Хотя в эссе 1923 года Эренбург признался в любви к Берлину, его видение города, по сути дела, мало чем отличалось от видения Шкловского:
Берлин уныл, однообразен и лишен couleur locale. <…> Трудно разобраться в длинных прямых улицах, одна точная копия другой. Можно идти час, два – и увидеть то же самое. <…> Это – выставка, громадный макет, приснившийся план[34].
В книге «Душа Петербурга» Николай Анциферов замечает, что «город открывает свое лицо только тому, кто хоть ненадолго побывал его гражданином, приобщился к его жизни, таким образом сделался частицей этого сложного целого»[35]. Отказ (или неспособность) русских в Берлине увидеть разницу между улицами, домами, жильцами этих домов выдает их «вненаходимость», их отказ (или, опять же, неспособность) стать частью многоликого целого этого города. Немецкий Берлин, увиденный глазами большинства русских писателей, неизменно остается чужим, враждебным, непонятным и недоступным. Они, как лирический герой «Берлинского» у Ходасевича, отгорожены от жизни города «толстым и огромным отполированным стеклом»[36].
Сравнение домов с чемоданами у Шкловского также симптоматично: внутренняя жизнь чужого города остается скрытой от стороннего созерцателя, как вещи в некоем запертом контейнере или помещении. Подобные образы иногда появляются и в стихах молодых берлинских поэтов. Так, для Юрия Джанумова Берлин – это «неприютный, громоздкий, / Огромный пакгауз»[37], а Михаил Горлин сравнивает дома в городе с «несгораемыми шкафами», которые стоят «в пустых коридорах улиц»[38].
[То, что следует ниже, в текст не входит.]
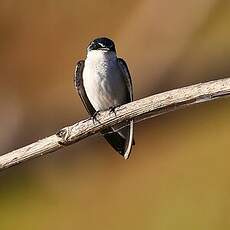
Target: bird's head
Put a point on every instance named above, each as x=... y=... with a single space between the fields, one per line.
x=102 y=44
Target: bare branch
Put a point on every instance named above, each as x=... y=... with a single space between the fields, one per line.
x=138 y=110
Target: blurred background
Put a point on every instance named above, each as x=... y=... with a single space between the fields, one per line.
x=178 y=176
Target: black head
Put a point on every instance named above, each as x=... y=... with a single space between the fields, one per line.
x=102 y=44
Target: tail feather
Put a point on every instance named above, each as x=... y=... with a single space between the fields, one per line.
x=122 y=140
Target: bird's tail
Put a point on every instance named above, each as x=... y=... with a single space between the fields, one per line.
x=121 y=139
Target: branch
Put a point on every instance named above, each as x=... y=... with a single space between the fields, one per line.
x=138 y=110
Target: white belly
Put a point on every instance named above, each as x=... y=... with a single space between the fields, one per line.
x=104 y=85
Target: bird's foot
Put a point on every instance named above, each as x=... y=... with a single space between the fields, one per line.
x=112 y=110
x=95 y=117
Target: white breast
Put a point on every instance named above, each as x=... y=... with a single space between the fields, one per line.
x=103 y=80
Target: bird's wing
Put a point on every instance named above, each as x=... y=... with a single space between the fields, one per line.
x=78 y=82
x=128 y=131
x=114 y=138
x=127 y=78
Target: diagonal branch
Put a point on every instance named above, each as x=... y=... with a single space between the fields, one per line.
x=138 y=110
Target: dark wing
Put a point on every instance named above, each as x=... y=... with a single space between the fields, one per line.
x=128 y=80
x=78 y=82
x=114 y=139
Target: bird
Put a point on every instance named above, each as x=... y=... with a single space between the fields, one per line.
x=103 y=82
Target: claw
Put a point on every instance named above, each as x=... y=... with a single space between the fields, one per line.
x=95 y=117
x=112 y=110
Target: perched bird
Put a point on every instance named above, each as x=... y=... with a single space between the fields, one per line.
x=103 y=82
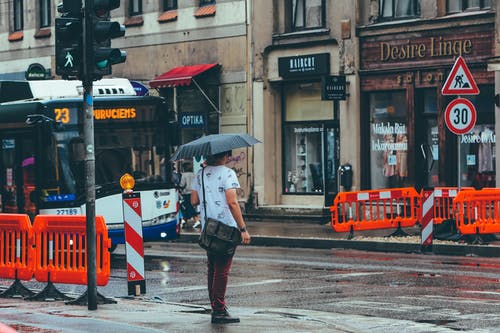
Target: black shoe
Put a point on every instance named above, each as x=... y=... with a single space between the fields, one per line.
x=223 y=317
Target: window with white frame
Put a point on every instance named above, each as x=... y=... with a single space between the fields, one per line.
x=45 y=13
x=457 y=6
x=18 y=15
x=305 y=14
x=397 y=9
x=135 y=7
x=169 y=5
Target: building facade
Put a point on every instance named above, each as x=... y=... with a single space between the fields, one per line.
x=407 y=51
x=263 y=67
x=307 y=137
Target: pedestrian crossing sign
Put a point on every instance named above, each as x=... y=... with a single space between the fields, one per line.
x=460 y=80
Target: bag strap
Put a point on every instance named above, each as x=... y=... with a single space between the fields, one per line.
x=204 y=200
Попытки открыть для себя город и приобщиться к его внутренней жизни делались редко и, как правило, ни к чему не приводили. Если такие западные гости Берлина, как Ишервуд или герои его «берлинских» повестей и романов, проходили инициацию через сексуальные контакты с автохтонами обоего пола, русские писатели либо игнорировали рискованные темы, либо резко осуждали буржуазный разврат. Правда, некоторые из них упоминают пресловутых берлинских проституток, но при этом смотрят на них с безопасного расстояния, без всякого вожделения. Женщины, описанные ими, обычно настолько стары и безобразны, что способны вызвать лишь отвращение. «В этот час на Фридрихштрассе проститутки шли густыми толпами, – писал Алексей Толстой в рассказе „Черная пятница“. – Их было столько, что исчезало даже любопытство к этим промокшим женщинам с бумажными розами на шляпах или просто на животе». Русского героя рассказа зазывает «плечистая и костлявая женщина, лет сорока», которая принимается «хмыкать, вытягивая губы трубкой, хихикать», так что он в страхе пятится от нее[39].
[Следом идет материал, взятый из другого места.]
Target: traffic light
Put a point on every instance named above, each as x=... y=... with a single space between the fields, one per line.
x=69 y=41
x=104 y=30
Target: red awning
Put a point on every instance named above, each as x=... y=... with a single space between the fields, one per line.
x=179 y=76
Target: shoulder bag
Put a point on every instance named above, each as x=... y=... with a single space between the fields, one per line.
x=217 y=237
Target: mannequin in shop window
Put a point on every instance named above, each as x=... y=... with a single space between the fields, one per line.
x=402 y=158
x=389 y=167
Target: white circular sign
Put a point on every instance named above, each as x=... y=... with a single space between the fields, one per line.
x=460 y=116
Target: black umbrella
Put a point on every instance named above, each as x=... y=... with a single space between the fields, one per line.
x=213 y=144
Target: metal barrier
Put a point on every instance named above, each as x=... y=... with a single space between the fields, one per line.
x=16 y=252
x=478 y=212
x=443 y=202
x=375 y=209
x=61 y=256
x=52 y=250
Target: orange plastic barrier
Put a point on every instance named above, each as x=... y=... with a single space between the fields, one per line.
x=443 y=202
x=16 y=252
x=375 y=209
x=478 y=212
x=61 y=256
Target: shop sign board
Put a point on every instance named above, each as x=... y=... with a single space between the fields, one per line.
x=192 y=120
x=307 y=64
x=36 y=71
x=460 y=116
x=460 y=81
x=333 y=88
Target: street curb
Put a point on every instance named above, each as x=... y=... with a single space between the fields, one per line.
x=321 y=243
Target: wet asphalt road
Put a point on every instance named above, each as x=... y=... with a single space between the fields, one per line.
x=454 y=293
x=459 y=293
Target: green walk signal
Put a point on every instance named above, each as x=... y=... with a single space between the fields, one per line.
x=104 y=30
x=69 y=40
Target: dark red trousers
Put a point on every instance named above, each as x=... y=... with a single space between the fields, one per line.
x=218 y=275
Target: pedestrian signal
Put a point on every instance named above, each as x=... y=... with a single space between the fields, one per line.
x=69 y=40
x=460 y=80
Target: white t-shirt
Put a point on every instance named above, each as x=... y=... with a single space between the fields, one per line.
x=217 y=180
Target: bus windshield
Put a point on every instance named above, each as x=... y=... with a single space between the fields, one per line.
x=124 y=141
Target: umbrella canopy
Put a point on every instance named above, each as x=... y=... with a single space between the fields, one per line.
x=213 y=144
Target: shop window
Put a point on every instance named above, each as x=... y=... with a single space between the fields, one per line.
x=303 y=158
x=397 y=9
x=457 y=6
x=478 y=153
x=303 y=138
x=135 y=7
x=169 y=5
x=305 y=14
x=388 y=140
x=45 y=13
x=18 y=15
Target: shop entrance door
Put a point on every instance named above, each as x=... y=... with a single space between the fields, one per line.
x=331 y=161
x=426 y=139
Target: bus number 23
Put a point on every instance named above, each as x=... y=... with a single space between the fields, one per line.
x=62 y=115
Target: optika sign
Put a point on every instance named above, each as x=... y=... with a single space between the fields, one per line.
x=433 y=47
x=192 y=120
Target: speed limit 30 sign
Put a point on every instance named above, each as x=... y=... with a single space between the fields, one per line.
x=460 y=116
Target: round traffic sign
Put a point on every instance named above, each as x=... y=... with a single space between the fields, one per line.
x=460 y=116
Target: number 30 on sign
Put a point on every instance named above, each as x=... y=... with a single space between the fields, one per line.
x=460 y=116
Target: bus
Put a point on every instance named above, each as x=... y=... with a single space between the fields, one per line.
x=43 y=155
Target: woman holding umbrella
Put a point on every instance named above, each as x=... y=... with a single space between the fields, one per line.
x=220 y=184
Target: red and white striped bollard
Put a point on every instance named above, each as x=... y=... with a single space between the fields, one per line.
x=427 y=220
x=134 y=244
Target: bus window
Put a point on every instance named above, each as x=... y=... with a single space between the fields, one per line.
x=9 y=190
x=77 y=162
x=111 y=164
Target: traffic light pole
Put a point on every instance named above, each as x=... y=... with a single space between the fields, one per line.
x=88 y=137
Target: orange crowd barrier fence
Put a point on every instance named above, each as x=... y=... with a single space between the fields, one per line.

Самый тесный контакт с дразнящей берлинской эротикой, который русские писатели смогли описать, – это визит в подпольный ночной клуб (Nachtlokal), где перед посетителями танцуют голые женщины. Увиденные глазами русских, танцовщицы Nachtlokal, как и берлинские проститутки, лишены даже рудиментов сексуальной привлекательности. У женщины, танцующей перед героями «Черной пятницы» Алексея Толстого, например, «локти и колени синие», а ее живот «казался почему-то голодным, зазябшим, набитым непереваренным картофелем»[40]. Nachtloкal у Эренбурга – это обыкновенная квартира респектабельного буржуа, которая ночью используется для небольшого семейного бизнеса: хозяин разносит напитки, его дочери «равнодушно раздеваются» и неуклюже и неумело танцуют перед гостями. В своих мемуарах Эренбург сообщил, что ходил в Nachtlokal вместе с В. Г. Лидиным[41], который в повести «Морской сквозняк» изобразил танец обнаженных женщин как зрелище непристойное и грязное: «…свет, тепло, тихое журчание скрипок и пара голых женщин в том же колыхании шимми, болтая грудями, приникая округлыми животами – и в сладком тлене дешевых духов рыбная вонь немытых тел, запахи коммамбера»[42]. Советский писатель и журналист О. Савич, проживший в Берлине пять лет, отправил в Nachtlokal героя своей повести «Пансион фон-Оффенберг», эмигранта Коврова, мечтающего о возвращении в СССР, который, как и Лидин, испытал отвращение от запаха пота:
Заиграли опять скрипки, и выскочили две голые, в одних чулках – женщины, некрасивые и немолодые, смущаясь, но скрывая смущенье наглостью и равнодушием, затанцовали, приближаясь и обнимая друг друга. Когда они прошли мимо Чарльса и Коврова, на них пахнуло потом. Ковров скривился[43].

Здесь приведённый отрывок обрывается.